Ive played around with short films but none of them were really serious they were more to test out my technical skills, if I was going to make a serious short I would need a bigger budget also lol (not that big, I mean more then 0 dollars lol). I've taken a few classes for video but they pissed me off most of the time with their "You have to follow this formula for your screenplay" business. I realized though that with the way I like my movies I would be better off studying literature than movies, because the technical aspect of film isn't as much what I worry about as the story is. 

I learned more about film by watching thousands of films since I was little then I ever did in the crap video classes I took. They were cool though because I got access to tons of video equipment lol. (My film class filmed 2 entire feature length films where I was assistant director and art director, but with 0 dollars being art director is basically a useless title lol. and the movies were abysmal because of the writing lol)

That's pretty awesome you got to be in a movie lol. Did you get to meet Malcom Mcdowell? or at least see him? I got to meet sam raimi once lol. (the maker of The Evil Dead and Spiderman movies) 

Also, my uncle is a film producer of really hilariously bad movies lol.



NatalieAnne said:


> There ya go, heres a banana dad for you
> 
> 
> 
> ...


Lol thank you, It's what I always wanted! 
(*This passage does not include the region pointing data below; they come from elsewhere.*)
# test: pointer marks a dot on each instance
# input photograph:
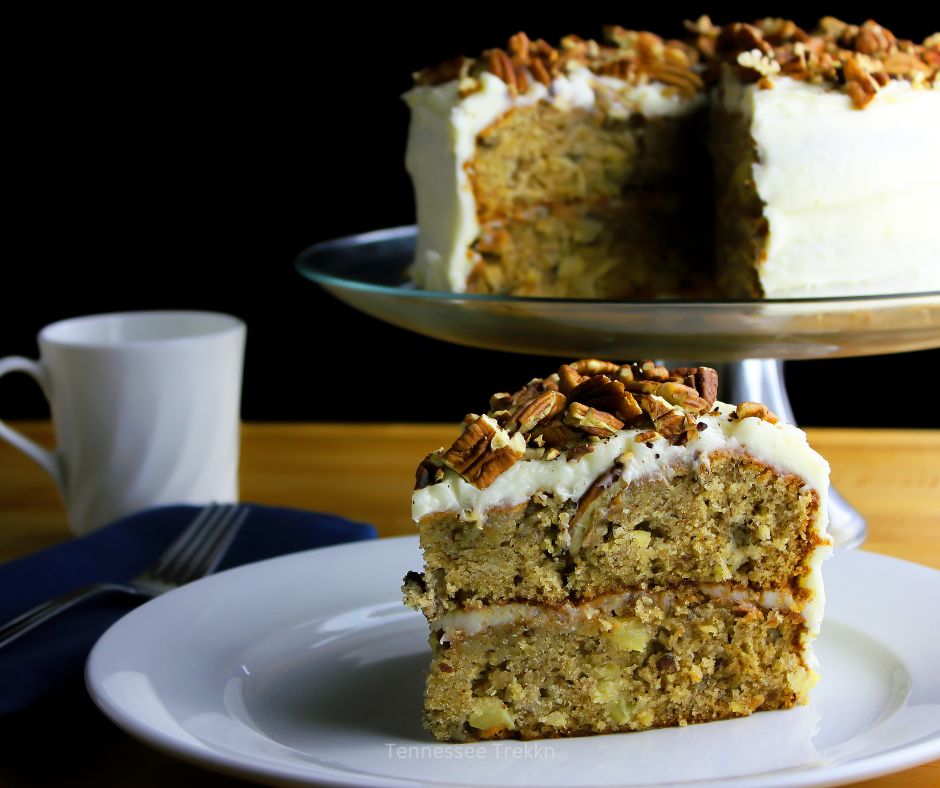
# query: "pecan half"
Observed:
(568, 379)
(594, 366)
(592, 421)
(600, 392)
(543, 407)
(483, 451)
(756, 409)
(682, 395)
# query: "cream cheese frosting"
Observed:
(850, 195)
(473, 621)
(442, 138)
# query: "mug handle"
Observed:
(47, 459)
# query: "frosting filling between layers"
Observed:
(468, 623)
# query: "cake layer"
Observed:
(824, 152)
(622, 248)
(543, 155)
(729, 517)
(629, 664)
(447, 124)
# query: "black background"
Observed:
(160, 159)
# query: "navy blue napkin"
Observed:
(53, 655)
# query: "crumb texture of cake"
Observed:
(601, 536)
(572, 157)
(626, 665)
(748, 160)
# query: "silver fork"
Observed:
(196, 552)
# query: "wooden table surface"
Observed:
(891, 476)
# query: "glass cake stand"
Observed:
(747, 340)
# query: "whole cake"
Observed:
(749, 160)
(610, 549)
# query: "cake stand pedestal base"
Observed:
(761, 380)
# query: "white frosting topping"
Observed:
(851, 195)
(442, 139)
(782, 446)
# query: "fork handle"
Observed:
(25, 622)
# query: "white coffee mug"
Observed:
(145, 407)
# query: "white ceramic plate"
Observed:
(308, 669)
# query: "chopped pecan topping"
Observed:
(633, 56)
(605, 394)
(542, 407)
(655, 406)
(592, 421)
(568, 379)
(860, 59)
(483, 451)
(556, 435)
(756, 409)
(585, 403)
(428, 473)
(680, 394)
(593, 366)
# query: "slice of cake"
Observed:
(610, 549)
(583, 170)
(543, 171)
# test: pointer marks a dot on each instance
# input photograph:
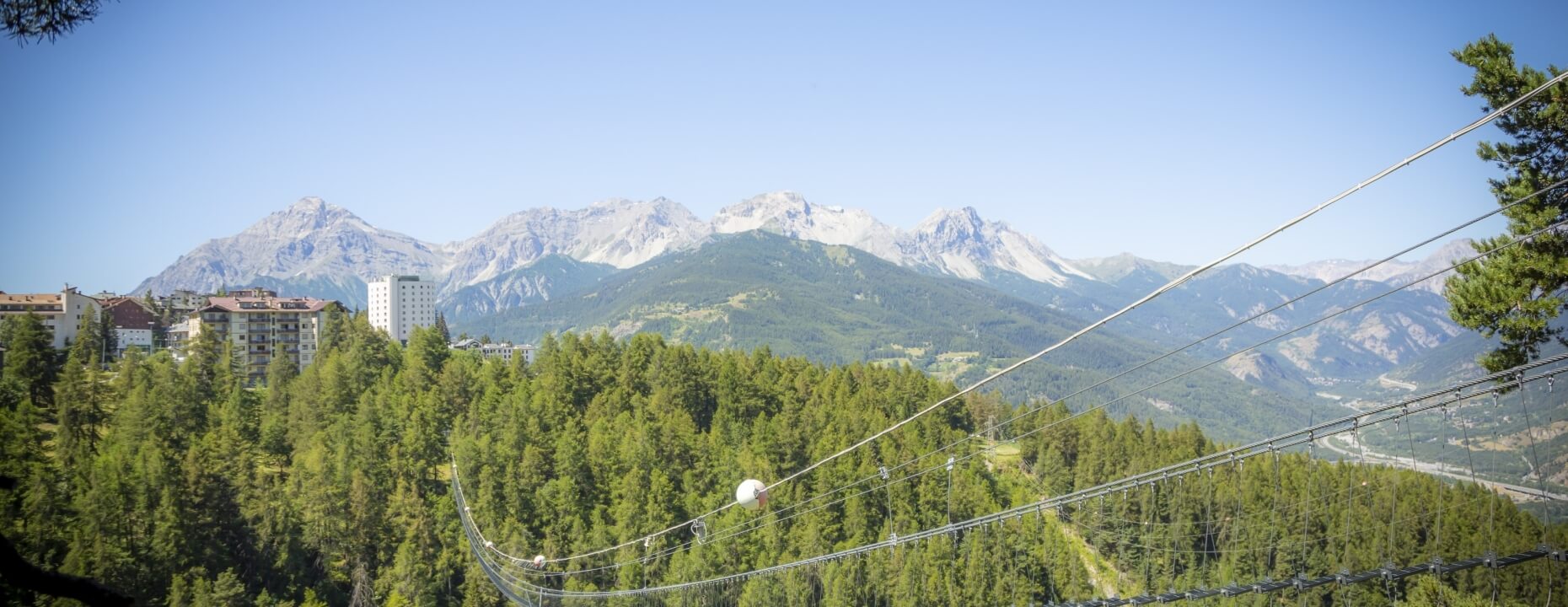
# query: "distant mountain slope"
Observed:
(309, 248)
(1394, 271)
(535, 282)
(840, 304)
(616, 233)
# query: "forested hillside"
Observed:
(179, 486)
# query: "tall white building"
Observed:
(400, 304)
(62, 313)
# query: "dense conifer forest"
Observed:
(180, 485)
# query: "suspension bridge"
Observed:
(545, 581)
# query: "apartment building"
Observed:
(503, 350)
(400, 304)
(134, 324)
(262, 328)
(62, 313)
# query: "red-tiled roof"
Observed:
(129, 314)
(267, 304)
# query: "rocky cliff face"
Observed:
(309, 244)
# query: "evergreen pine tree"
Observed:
(1517, 292)
(29, 358)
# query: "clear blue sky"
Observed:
(1167, 129)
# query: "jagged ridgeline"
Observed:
(840, 304)
(331, 486)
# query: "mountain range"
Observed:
(326, 250)
(541, 255)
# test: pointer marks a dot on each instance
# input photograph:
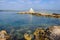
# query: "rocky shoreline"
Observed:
(50, 33)
(55, 15)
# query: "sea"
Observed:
(11, 20)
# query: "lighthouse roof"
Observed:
(31, 10)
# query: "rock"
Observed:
(53, 32)
(4, 35)
(28, 36)
(39, 34)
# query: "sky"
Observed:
(26, 4)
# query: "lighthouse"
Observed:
(31, 10)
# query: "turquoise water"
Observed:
(12, 19)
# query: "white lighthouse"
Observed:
(31, 10)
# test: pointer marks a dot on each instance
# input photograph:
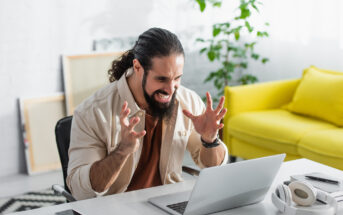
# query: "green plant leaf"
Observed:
(237, 35)
(247, 24)
(211, 55)
(216, 31)
(217, 4)
(262, 34)
(202, 5)
(245, 13)
(264, 60)
(202, 50)
(244, 65)
(255, 56)
(254, 6)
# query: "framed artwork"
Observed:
(39, 116)
(85, 74)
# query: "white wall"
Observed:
(34, 34)
(302, 33)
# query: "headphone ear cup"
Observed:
(284, 193)
(303, 193)
(288, 195)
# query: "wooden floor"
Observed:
(20, 183)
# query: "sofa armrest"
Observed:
(261, 96)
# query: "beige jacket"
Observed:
(95, 133)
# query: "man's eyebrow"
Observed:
(166, 77)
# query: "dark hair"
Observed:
(155, 42)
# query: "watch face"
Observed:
(210, 145)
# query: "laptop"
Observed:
(224, 187)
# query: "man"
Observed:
(132, 134)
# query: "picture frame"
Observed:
(84, 74)
(39, 116)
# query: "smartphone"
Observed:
(68, 212)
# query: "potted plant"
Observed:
(229, 48)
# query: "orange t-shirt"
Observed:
(147, 173)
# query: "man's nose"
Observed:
(170, 88)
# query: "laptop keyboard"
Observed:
(178, 207)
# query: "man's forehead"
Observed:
(168, 66)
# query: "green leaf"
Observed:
(237, 35)
(255, 56)
(210, 77)
(244, 65)
(217, 4)
(216, 31)
(211, 55)
(202, 5)
(200, 40)
(262, 34)
(265, 60)
(203, 50)
(247, 24)
(254, 6)
(245, 13)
LOL Cyclops kitten! on google images lol cyclops glasses as well.


----------



## Inky (Dec 2, 2008)

Haha, where did you get the ideas to draw these??
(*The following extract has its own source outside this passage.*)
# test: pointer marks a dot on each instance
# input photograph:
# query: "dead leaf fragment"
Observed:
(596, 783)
What really caught my eye was the bug's (flesh eating worm thing's?) eyes. I think the circle-hexagon things in them are really cool.

I like the shading as well. :happy:


----------



## addle1618 (Oct 31, 2008)

GREAT STUFF :happy:

Don't get lazy with lower half if you can :wink: banana face was my fav...sick model, 3ds max?


----------



## PixelBrain (Nov 21, 2009)

penpaperaser said:


> Haha, where did you get the ideas to draw these??
> 
> What really caught my eye was the bug's (flesh eating worm thing's?) eyes. I think the circle-hexagon things in them are really cool.
> 
> I like the shading as well. :happy:


Thanks , I dont really remember to be honest lol. How I came up with the ideas I mean lol.
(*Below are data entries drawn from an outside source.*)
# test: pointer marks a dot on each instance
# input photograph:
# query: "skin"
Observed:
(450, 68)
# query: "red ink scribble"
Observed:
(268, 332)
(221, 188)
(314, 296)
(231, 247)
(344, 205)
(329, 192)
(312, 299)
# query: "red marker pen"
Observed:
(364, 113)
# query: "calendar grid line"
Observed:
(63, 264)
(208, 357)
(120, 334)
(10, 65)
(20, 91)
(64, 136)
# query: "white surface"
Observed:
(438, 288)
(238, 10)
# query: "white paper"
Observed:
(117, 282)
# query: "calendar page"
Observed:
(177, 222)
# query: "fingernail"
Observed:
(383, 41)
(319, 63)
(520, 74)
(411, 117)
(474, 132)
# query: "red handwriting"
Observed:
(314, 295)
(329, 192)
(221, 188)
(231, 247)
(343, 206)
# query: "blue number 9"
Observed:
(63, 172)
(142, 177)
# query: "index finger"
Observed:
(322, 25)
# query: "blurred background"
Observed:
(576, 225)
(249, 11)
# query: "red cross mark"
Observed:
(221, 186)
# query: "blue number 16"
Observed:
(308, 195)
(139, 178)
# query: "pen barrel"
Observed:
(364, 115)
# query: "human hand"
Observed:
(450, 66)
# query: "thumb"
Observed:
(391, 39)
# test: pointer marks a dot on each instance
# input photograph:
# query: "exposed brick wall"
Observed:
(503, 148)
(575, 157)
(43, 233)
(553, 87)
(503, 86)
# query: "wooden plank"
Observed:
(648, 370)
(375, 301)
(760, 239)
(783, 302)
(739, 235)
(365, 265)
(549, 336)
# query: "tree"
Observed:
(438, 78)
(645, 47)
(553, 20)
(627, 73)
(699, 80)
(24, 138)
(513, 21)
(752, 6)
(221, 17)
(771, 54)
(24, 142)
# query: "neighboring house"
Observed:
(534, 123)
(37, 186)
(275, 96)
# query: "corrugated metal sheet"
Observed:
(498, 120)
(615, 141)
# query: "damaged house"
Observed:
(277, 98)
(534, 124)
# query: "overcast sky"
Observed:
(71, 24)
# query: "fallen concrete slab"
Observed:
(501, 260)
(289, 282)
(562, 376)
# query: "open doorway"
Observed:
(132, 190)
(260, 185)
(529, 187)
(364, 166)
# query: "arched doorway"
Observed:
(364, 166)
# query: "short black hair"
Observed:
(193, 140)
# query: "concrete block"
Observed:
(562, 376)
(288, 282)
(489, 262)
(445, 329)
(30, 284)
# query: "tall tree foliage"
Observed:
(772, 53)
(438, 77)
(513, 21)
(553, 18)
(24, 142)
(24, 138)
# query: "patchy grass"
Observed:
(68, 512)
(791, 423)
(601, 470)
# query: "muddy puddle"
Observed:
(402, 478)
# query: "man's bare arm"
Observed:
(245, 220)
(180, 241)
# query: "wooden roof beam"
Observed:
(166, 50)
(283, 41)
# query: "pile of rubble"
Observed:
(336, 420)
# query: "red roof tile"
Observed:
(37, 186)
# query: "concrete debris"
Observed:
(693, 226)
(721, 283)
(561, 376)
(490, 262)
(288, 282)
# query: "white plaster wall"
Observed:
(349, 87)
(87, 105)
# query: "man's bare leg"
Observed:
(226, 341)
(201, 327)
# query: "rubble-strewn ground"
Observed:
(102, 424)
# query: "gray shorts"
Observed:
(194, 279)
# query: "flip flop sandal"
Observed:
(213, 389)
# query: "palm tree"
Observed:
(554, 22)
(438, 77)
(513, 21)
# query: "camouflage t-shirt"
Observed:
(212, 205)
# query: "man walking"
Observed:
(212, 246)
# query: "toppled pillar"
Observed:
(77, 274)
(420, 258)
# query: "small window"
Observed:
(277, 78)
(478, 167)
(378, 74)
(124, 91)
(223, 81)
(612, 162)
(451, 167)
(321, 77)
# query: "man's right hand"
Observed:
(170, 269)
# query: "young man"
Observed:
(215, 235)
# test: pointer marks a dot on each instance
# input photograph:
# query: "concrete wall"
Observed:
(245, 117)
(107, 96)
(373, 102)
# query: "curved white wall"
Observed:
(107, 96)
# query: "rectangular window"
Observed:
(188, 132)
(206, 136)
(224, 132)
and yeah I had gone through several iterations of different eyes for the bug and finally got the effect I wanted by shading it and using the eraser to make that look lol. Im glad you liked it lol.



addle1618 said:


> GREAT STUFF :happy:
> 
> Don't get lazy with lower half if you can :wink: banana face was my fav...sick model, 3ds max?


LoL Thanks, I always get lazy with all of them and after I draw the part I find interesting I dont wanna do the rest lol.

And yeah I can use Max, but the screens are actually from Maya.


----------